Don't think of it as high passing y and low passing x, this will lead to confusion. It is weighting y more heavily than x, the consequence is short time variations of x have a small effect on y, therefore removing higher frequencies.

Also looking at your other questions, it appears that you think that this is a high pass filter as well. This is not the case. α is valid from 0 to 1, so you can see that you will get a lot of low pass filtering (High time constant, limited by your digital precision) or no filtering where y = x ( In the case of x = 0). Read up on high pass filters if you need one, wikipedia gives the difference equation (you have provided the low pass one) for a single order high pass filter.

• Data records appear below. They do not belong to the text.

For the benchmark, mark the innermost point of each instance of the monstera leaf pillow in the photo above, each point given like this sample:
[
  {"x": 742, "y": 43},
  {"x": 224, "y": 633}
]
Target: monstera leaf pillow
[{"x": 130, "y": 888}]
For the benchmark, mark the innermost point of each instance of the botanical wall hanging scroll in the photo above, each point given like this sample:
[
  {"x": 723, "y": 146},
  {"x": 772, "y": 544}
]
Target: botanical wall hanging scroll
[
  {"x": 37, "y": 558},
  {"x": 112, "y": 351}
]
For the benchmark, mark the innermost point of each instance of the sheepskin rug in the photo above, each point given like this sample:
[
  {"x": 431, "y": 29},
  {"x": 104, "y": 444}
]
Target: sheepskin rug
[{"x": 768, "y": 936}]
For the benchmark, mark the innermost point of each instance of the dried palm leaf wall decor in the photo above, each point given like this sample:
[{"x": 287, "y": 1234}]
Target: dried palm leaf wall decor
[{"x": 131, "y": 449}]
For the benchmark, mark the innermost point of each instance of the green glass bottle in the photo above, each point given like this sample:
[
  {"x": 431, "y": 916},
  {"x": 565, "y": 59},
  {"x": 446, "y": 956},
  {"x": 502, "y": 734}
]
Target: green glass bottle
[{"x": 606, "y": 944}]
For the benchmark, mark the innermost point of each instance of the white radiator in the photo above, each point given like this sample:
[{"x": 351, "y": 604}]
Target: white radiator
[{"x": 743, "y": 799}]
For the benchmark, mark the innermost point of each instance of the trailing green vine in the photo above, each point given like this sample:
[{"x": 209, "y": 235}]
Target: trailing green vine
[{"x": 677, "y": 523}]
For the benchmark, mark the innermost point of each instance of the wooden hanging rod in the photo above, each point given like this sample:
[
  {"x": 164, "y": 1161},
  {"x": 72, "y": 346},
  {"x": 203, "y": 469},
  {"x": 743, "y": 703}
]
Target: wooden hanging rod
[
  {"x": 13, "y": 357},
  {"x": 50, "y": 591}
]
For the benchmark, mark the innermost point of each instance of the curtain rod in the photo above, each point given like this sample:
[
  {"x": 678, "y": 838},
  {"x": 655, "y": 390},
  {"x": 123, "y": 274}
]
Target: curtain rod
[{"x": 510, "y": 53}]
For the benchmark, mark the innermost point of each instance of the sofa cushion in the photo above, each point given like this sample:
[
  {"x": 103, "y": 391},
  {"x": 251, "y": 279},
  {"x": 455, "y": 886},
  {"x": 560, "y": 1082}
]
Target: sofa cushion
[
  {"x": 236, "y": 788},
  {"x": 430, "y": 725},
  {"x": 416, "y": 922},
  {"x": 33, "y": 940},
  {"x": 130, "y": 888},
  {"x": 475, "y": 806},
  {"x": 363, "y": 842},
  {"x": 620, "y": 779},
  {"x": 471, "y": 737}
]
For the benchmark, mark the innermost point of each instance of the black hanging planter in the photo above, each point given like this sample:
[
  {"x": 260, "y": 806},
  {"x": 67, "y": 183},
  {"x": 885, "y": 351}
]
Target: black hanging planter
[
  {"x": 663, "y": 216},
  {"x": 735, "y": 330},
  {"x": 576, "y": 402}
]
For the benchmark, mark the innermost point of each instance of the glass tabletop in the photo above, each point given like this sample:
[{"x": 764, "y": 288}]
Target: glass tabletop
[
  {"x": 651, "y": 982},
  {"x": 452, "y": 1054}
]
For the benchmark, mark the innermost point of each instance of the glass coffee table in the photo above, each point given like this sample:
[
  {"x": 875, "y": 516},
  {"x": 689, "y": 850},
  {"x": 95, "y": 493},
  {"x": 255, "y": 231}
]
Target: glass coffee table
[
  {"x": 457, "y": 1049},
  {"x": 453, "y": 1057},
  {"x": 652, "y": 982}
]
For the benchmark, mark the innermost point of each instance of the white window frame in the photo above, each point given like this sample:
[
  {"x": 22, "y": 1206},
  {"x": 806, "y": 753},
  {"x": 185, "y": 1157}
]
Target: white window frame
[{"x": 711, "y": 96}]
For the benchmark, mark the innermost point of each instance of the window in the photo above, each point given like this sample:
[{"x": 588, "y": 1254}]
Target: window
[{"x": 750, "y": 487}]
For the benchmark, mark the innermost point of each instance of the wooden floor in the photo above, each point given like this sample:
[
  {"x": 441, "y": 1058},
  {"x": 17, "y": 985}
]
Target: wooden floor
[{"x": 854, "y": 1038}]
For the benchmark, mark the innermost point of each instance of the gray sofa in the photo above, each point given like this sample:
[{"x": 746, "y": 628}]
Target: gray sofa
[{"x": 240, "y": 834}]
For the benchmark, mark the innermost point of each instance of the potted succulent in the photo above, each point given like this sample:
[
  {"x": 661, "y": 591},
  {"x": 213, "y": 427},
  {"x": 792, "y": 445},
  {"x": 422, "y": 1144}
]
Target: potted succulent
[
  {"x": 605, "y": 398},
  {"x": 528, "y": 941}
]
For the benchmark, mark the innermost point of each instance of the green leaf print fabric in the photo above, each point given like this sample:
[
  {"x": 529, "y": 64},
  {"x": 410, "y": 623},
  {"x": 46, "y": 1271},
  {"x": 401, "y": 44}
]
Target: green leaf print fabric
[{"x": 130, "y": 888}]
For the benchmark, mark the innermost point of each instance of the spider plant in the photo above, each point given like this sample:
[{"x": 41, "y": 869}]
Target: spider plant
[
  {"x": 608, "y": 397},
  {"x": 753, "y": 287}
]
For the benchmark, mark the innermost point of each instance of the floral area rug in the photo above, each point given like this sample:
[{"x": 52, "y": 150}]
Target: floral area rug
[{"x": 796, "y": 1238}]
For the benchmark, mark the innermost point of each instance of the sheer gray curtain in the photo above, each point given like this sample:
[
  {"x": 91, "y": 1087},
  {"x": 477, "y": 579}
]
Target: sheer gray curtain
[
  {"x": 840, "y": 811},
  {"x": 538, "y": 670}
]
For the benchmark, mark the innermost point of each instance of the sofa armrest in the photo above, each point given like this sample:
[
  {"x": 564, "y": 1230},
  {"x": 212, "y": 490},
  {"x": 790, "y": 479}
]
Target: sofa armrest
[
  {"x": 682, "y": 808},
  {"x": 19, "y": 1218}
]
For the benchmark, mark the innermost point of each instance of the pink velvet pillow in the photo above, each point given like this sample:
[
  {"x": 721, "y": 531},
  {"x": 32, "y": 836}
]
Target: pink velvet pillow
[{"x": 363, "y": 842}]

• Thank you very much for the nice answer! It is indeed a LP IIR. I suddenly realized that it was also an implementation of EWMA, which is simply a smoothing technique acting as a LPF. I agree. However, as said, it has no functions of HPF, then how can it remove the DC drift in this case?thousand-thoughts.com/2012/03/android-sensor-fusion-tutorial If it is just a simply EWMA, then the DC drift should remain. I still don't get it why it can remove the low-freq DC drift... – Sibbs Gambling Sep 4 '13 at 9:06
• He hasn't implemented a high pass filter, he is using the second filter to fuse the two data sources, weighted away from the one with the drift (I assume). You can see it is not a filter like his diagram suggests by the fact that its not output = oldOutput * a + input * b. The implementation while might work fine, isn't strictly what is claimed. – woollissjp Sep 4 '13 at 9:17
• I myself has also implemented such a so-called complementary filter. ONLY with this filter (i.e., no additional HPF), I can really remove the DC drift in y. How can it be accounted for, if it is not like a HPF? Thanks!:) – Sibbs Gambling Sep 11 '13 at 15:31

That's the result I got when I implemented the filter on MatLab. Notice that the yellow line is the usual implementation, with alpha = 0.95. So, indeed, it doesn`t seem to eliminate the DC drift, although it do filter the high frequency input the bigger the alpha.